Entry by James A. Garfield, October 22, 1857

    Source citation
    Harry James Brown and Frederick D. Williams, eds., The Diary of James A. Garfield (East Lansing: Michigan State University Press, 1967), 1: 297 - 298.
    Type
    Diary
    Date Certainty
    Exact
    Transcriber
    Don Sailer
    Transcription date
    The following text is presented here in complete form, as true to the original written document as possible.
    THURSDAY, 22. This has been a weary work day. All the regular classes. 2 examinations, Almeda’s Astronomy and Norman’s 2nd Greek. Norman preached in the chapel after which I heard my Rhetoric class. These, together [with] another Lecture this morning on Teaching have wearied me some though I do not feel it as much as I have some nights this term. Examinations went well. Tomorrow evening I am to go to Newbury to hold a meeting of two days and three evenings. I have never been off to hold a meeting alone, and I don’t know how I shall succeed. We hear tonight good news from the cause of liberty throughout many parts of the union. Kansas, Iowa, Minnesota, Indiana, and Ohio have given their voices for Liberty. I am sometimes led to think that our people are not yet fit for Liberty, nor worthy of it, but “Let come what come may.”

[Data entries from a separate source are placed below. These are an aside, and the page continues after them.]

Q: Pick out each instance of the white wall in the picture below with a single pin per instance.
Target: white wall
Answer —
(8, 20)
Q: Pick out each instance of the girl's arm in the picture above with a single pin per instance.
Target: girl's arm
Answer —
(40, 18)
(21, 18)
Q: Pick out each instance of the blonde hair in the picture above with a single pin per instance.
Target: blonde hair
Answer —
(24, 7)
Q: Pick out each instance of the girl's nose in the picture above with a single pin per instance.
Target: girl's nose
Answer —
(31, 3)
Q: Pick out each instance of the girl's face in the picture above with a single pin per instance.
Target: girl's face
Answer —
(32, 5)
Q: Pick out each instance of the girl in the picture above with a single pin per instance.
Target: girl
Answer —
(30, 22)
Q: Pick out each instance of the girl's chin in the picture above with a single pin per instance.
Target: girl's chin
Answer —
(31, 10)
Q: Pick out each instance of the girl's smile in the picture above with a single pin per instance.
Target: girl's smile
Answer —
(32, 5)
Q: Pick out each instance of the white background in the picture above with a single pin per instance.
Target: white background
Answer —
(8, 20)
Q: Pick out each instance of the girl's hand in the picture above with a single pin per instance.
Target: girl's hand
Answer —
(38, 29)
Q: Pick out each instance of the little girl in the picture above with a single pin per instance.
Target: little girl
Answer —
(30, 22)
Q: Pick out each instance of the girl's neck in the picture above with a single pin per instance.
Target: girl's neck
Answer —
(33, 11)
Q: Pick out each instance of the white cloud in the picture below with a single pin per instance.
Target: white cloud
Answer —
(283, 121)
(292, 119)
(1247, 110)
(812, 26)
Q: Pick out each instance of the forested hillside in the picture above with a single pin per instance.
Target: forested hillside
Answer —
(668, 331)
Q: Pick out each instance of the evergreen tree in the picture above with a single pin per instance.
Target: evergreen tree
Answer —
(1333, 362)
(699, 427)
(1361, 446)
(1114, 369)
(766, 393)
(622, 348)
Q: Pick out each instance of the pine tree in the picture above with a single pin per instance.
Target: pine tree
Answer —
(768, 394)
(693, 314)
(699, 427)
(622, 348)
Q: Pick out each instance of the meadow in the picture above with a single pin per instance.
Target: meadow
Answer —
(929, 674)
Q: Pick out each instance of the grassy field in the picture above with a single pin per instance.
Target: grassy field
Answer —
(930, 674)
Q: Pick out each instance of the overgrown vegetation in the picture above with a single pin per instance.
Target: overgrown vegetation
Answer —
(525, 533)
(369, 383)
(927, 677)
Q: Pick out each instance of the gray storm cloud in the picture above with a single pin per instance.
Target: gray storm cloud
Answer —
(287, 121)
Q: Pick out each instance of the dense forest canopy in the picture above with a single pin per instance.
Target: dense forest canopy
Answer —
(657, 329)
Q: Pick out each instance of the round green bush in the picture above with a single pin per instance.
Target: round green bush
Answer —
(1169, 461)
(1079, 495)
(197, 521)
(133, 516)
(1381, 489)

    Slavery has had its day, or at any rate is fast having it. A word of cheer comes across the Atlantic from out Beloved Sumner. It savors the free hills of Switzerland. The great financial gloom is yet hanging over the country. I am not Political Economist enough to divine its results or analyze its causes, but I suspect that Land speculation and the over drug[g]ing of the financial machinery in every department has made the explosion. It is now 10 ¾ and I must meet a class at 5.